En ese contexto, defendió la convocatoria al Consejo Económico y Social impulsado por el Gobierno y aseguró que el Ejecutivo continuará promoviendo espacios de concertación con organizaciones sociales y productivas.
Aramayo también afirmó que el Gobierno no descarta ninguna herramienta habilitada por la Constitución Política del Estado para preservar el orden democrático, aunque insistió en que la prioridad continúa siendo el diálogo.
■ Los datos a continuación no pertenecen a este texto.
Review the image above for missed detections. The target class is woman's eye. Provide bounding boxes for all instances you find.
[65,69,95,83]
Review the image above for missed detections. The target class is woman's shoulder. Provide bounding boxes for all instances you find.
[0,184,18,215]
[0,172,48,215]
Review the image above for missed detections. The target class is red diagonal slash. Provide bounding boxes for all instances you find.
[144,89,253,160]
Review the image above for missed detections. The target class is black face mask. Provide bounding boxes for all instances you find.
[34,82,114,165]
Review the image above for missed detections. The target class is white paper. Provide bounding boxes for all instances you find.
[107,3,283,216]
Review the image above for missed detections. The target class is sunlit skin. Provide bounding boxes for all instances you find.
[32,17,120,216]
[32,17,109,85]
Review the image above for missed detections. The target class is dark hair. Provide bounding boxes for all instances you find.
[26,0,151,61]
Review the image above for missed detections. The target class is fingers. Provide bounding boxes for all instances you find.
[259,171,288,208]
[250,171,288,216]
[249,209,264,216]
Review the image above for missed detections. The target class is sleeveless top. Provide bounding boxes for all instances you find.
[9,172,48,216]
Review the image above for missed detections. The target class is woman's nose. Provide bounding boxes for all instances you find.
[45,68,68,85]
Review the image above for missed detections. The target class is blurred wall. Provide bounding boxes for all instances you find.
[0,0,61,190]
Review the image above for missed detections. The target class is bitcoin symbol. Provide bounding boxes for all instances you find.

Respecto al escenario internacional, el canciller justificó la denuncia presentada por Bolivia ante la Organización de Estados Americanos (OEA) y sostuvo que el Gobierno busca respaldo internacional frente a lo que considera intentos desestabilizadores.
Diálogo
“El espaldarazo que nos está dando la comunidad internacional es importante”, afirmó la autoridad al referirse a la misión de la OEA que recabará información sobre la situación boliviana.
Asimismo, defendió la reacción diplomática del país frente a declaraciones emitidas desde Colombia y rechazó cualquier tipo de “injerencia externa” en medio de la actual crisis política.
Aramayo consideró que Bolivia atraviesa además un escenario marcado por la desinformación y las noticias falsas, situación que —según dijo— contribuye a profundizar la tensión social y política.
En ese marco, pidió corresponsabilidad entre autoridades, medios de comunicación y ciudadanía para transmitir información “clara y responsable” durante la coyuntura que enfrenta el país.